The development of tobacco addiction depends on the speed and the amount of nicotine absorbed by the brain. Cigarette smoking delivers nicotine to the brain within seconds of smoke inhalation, resulting in immediate rewarding effects. Because the effects only last several minutes, smokers tend to light up many times a day to avoid withdrawal symptoms. Cigar smokers who inhale absorb nicotine as quickly as cigarette smokers. Those who don’t inhale absorb more slowly, through the lining of the mouth, but the amount of nicotine can be greater depending on the cigar size. Chewing on smokeless tobacco products delivers nicotine more slowly than smoking, but the blood levels of nicotine can be much the same.
In addition to the physiological basis, there are behavioral factors that reinforce addiction. The ritual of lighting up a cigarette, taking a puff after a meal, or socializing events with other smokers… are all associated with the rewarding effect of smoking and can make it hard to break the smoking habit. Behavioral factors may be as important to tobacco addiction as the action of nicotine itself.

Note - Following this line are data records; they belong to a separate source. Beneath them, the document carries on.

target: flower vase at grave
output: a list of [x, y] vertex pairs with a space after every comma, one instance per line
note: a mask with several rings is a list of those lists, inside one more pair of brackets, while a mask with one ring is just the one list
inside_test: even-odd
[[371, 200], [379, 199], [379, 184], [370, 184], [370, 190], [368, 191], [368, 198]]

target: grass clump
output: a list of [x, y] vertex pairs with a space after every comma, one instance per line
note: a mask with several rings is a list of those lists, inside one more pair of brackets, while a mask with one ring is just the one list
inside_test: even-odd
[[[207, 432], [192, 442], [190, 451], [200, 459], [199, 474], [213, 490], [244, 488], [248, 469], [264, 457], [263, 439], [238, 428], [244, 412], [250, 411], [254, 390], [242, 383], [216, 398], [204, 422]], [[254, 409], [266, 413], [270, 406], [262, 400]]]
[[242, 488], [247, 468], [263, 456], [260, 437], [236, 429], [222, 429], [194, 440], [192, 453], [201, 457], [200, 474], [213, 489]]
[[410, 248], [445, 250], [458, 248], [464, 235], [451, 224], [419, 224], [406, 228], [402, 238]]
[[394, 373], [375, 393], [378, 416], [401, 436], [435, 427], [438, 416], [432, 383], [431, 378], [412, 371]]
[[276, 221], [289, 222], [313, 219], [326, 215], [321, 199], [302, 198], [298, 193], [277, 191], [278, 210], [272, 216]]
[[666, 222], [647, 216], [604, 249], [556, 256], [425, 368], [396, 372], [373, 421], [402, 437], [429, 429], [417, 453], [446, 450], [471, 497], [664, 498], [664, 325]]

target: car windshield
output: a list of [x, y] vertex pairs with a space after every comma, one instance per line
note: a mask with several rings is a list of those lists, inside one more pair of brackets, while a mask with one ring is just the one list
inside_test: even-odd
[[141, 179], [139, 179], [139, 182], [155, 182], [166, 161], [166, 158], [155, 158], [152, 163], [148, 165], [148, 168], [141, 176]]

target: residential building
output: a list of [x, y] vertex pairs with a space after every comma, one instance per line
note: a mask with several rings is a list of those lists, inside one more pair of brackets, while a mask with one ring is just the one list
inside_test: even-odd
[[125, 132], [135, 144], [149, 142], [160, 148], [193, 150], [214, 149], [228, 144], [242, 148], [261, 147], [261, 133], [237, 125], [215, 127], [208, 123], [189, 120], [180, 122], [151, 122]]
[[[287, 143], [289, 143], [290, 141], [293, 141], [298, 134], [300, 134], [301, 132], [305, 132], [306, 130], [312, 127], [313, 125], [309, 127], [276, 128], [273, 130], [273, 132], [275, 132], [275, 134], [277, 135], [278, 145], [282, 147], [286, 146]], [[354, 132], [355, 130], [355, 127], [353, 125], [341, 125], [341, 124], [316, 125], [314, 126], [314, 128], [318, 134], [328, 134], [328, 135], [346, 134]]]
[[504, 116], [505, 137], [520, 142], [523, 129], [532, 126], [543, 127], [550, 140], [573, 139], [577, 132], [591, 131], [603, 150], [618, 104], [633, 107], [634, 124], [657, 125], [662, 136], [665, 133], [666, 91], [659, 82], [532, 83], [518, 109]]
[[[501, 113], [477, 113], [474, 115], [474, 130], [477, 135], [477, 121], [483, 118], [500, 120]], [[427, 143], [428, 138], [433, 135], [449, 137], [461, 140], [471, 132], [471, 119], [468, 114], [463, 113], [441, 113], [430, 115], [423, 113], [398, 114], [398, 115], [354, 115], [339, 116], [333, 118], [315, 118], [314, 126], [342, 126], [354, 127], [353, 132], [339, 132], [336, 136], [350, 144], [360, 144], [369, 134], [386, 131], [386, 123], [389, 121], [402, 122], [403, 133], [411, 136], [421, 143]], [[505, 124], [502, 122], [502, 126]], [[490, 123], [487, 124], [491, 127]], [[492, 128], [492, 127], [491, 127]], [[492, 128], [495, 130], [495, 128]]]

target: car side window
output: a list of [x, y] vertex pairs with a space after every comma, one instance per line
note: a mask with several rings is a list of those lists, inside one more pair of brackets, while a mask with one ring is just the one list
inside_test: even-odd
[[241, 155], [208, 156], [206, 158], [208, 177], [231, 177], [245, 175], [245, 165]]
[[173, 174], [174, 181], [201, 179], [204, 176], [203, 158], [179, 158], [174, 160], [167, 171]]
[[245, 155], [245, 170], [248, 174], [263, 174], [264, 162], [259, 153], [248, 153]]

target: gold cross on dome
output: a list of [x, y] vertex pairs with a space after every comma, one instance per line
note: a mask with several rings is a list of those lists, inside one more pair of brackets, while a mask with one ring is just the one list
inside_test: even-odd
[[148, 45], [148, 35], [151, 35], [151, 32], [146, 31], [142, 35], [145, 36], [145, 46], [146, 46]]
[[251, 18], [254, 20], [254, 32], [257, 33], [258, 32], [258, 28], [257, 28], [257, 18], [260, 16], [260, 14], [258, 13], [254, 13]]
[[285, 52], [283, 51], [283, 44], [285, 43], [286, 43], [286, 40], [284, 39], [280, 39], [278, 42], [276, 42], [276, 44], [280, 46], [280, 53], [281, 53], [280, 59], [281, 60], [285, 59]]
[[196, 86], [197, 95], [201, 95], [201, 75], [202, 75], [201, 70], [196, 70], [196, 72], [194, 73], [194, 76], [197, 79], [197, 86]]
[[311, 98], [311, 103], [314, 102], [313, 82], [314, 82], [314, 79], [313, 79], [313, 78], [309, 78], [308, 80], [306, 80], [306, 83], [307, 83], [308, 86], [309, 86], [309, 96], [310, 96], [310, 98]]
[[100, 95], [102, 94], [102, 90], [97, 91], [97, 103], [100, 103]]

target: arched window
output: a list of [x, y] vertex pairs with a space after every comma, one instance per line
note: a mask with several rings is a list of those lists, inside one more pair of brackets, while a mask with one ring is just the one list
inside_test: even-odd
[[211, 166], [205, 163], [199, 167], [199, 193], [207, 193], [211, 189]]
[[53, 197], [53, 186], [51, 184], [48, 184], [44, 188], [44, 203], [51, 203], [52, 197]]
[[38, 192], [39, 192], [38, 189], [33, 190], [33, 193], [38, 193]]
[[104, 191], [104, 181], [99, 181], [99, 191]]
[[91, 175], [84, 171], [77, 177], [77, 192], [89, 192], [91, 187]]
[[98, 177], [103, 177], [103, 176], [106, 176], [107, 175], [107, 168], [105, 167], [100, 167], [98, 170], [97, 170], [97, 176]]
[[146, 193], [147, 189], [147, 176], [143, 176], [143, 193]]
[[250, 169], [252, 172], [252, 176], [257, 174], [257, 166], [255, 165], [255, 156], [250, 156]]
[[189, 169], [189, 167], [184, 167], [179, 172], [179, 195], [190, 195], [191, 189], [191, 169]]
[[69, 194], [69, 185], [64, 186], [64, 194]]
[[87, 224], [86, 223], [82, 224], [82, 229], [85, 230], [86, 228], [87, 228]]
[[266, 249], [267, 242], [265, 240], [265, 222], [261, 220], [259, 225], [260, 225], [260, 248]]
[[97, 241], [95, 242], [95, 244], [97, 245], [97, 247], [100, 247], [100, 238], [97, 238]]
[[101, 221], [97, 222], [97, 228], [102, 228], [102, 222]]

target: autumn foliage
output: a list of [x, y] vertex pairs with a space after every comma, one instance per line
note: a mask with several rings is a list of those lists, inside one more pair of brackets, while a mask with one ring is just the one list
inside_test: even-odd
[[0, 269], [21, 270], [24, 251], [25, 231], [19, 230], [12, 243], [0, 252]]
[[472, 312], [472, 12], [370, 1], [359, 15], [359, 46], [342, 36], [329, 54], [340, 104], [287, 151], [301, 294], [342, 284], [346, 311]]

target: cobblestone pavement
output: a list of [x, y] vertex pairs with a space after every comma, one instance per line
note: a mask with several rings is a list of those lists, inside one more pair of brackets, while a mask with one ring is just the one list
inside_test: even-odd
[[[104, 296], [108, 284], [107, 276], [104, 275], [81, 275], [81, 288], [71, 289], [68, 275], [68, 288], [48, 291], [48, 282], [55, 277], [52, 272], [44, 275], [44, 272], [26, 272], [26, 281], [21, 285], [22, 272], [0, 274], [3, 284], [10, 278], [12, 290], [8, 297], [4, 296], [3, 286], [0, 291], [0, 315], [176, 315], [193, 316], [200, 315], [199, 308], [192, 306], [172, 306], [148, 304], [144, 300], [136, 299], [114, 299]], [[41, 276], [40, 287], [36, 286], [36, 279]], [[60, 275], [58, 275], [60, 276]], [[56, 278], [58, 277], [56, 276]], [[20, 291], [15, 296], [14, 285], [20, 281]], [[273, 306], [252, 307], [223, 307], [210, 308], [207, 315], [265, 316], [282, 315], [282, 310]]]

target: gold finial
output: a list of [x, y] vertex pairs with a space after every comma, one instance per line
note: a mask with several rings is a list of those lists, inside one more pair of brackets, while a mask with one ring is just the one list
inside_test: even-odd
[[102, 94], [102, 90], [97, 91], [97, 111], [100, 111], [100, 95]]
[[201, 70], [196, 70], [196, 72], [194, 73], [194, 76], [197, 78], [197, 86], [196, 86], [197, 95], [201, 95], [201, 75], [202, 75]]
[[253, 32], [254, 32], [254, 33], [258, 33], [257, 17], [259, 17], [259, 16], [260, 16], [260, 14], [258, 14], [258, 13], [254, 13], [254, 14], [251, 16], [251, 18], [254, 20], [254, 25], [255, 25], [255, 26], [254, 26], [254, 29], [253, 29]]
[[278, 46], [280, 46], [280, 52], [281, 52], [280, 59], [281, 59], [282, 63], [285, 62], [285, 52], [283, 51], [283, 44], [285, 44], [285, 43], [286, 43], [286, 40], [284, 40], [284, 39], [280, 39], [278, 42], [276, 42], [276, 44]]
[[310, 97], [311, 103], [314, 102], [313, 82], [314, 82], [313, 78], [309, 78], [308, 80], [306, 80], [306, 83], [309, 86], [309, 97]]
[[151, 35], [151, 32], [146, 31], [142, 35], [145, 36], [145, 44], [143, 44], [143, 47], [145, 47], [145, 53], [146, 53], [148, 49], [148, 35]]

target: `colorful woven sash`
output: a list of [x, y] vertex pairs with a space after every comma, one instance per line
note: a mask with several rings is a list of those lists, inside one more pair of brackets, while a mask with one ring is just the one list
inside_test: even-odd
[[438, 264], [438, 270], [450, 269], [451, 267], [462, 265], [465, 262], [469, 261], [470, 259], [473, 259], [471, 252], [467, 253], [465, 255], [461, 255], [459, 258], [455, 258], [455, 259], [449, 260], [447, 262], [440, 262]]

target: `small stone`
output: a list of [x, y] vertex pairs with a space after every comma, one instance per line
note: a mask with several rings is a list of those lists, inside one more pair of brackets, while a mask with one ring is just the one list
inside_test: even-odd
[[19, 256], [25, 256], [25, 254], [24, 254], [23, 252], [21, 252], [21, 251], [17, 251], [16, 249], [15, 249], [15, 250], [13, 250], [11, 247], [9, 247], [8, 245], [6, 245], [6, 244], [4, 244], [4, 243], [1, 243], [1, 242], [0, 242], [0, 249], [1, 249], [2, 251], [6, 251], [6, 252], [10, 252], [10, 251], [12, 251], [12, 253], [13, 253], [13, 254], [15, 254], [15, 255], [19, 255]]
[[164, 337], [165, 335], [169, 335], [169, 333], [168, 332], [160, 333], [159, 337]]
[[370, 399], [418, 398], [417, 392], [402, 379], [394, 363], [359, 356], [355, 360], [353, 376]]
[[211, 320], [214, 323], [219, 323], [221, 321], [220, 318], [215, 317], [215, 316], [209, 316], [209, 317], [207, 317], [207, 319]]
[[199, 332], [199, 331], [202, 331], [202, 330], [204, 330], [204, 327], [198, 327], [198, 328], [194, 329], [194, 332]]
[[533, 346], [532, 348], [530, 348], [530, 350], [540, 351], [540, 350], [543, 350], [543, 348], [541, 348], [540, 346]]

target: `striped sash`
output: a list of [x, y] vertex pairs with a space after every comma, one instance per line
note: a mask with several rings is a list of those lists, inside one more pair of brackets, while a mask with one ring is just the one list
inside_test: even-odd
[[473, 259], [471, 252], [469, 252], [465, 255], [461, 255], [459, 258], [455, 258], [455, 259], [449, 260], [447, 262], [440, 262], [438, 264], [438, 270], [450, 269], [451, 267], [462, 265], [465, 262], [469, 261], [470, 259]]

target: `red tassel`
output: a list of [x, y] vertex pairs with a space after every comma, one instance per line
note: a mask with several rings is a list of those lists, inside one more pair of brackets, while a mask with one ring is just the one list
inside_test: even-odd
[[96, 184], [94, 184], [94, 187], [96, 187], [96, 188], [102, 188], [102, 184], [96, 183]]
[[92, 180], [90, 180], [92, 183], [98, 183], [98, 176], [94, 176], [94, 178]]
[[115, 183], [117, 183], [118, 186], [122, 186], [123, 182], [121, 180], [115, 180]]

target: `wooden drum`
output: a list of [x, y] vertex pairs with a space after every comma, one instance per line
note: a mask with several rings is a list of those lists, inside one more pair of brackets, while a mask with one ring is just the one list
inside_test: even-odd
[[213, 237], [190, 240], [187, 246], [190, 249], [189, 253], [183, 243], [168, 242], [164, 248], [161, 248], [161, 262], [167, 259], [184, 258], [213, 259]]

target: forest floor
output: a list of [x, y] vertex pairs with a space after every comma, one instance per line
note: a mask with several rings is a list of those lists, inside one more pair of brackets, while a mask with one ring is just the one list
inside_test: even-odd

Tobacco use is a leading cause of premature death. Smoking is associated with lung diseases and cancers. Consuming tobacco products, with or without smoking, also increases risks for cardiovascular diseases such as heart attacks and strokes. Smoking during pregnancy may deprive the fetus of oxygen and cause fetal growth retardation. Nicotine can cross the placenta to fetal circulation and cause withdrawal symptoms in infants. Smoking during pregnancy is also associated with increased infant deaths, as well as learning and behavioral problems in children.
Treatment for tobacco addiction usually consists of behavioral therapies combined with nicotine replacement such as nicotine patch and gums. The use of medicinal nicotine with low addiction potential helps alleviate withdrawal symptoms, while also reducing toxicity associated with other harmful substances in tobacco products and cigarette smoke.